Triumphantly, Lord Delcastle lifted something large and round out of the box, drew aside the soft black cloth swaddling it, and held it up. A crystal ball.

“We shouldn’t ,” Rune told him, though she knew she was looking at it longingly.

“You need to know what’s happening,” her man replied. “It’s eating you, not knowing. I can see that. Hells, anyone could see that.”

“Put it back in the box,” Rune told him firmly. “For now. But leave the box out.”

“While I scour all the rest of the cupboards?”

“Lord Delcastle,” Amarune replied, assuming the manner of a mildly peeved noble Cormyrean matron, “do you really think it prudent to plunder the secrets, if nothing more, of so gracious-and powerful-a host? I hardly do.”
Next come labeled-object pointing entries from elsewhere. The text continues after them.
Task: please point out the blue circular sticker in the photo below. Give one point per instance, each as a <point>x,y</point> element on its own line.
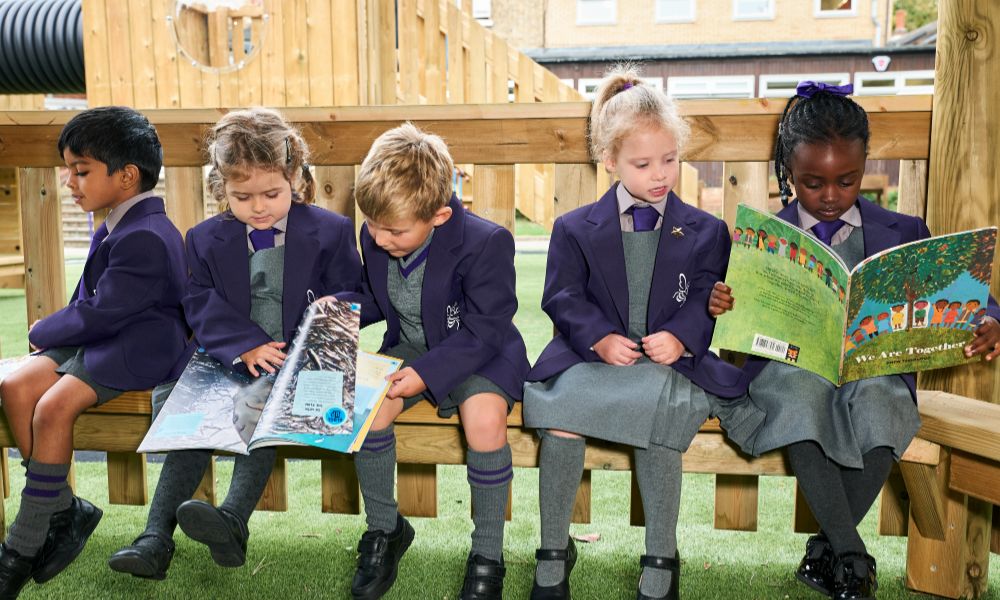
<point>334,415</point>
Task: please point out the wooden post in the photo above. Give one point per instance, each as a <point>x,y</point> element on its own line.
<point>127,478</point>
<point>340,486</point>
<point>736,502</point>
<point>743,183</point>
<point>493,193</point>
<point>41,223</point>
<point>185,197</point>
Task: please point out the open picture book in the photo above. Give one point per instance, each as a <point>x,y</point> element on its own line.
<point>908,308</point>
<point>326,394</point>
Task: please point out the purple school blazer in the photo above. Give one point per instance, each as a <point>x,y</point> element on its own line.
<point>320,256</point>
<point>882,230</point>
<point>467,304</point>
<point>586,289</point>
<point>130,325</point>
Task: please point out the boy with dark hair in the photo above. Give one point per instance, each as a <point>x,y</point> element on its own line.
<point>123,330</point>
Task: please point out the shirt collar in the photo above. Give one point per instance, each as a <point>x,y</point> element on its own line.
<point>626,200</point>
<point>115,216</point>
<point>806,221</point>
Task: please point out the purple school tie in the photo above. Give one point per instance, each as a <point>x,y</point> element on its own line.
<point>262,239</point>
<point>643,217</point>
<point>95,242</point>
<point>824,230</point>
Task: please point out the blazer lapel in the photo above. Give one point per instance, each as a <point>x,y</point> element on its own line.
<point>301,252</point>
<point>672,256</point>
<point>439,272</point>
<point>609,254</point>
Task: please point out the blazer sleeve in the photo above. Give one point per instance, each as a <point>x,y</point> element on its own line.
<point>490,303</point>
<point>691,323</point>
<point>137,272</point>
<point>222,330</point>
<point>565,298</point>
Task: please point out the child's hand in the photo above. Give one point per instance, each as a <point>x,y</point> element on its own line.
<point>662,347</point>
<point>266,356</point>
<point>617,350</point>
<point>721,300</point>
<point>404,384</point>
<point>987,339</point>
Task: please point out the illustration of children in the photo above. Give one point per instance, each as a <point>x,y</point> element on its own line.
<point>939,307</point>
<point>868,324</point>
<point>920,313</point>
<point>898,317</point>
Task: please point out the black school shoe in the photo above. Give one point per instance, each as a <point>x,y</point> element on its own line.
<point>15,571</point>
<point>378,560</point>
<point>483,579</point>
<point>559,591</point>
<point>669,564</point>
<point>69,531</point>
<point>224,533</point>
<point>854,577</point>
<point>148,557</point>
<point>816,567</point>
Arclath shrugged. “Prudence, my good lady, has never been one of my strengths. If the Dragon Throne values me at all, it is this well-known lack of prudence that they cherish. So …” He advanced on the next bank of cupboards, but couldn’t resist glancing over his shoulder to see Rune’s reaction.

In doing so, his gaze fell upon the pantry door. Or rather, upon its frame. Where his thoughts seemed to linger.

“I wonder …,” he said thoughtfully.

“What?” Rune asked, finishing with the radishes and reaching for a hand cloth to dry her hands.

His only reply was to open the pantry door, stand back, and peer at the revealed lintel, threshold, and standing frame. Then he reached out warily, wrapped his fingertips around the lines of the molding, and tugged gently.

And with the softest of sighs, the door frame swung open on hidden hinges, to reveal a hidden cupboard behind. The narrowest of cupboards, within the thickness of the stone wall, its door only a finger’s width or two wider than the palm of his hand. It was full of bone tubes with carved end caps.

Cautiously, he drew one out. There was a word graven on the nearest end cap, and repeated on the side.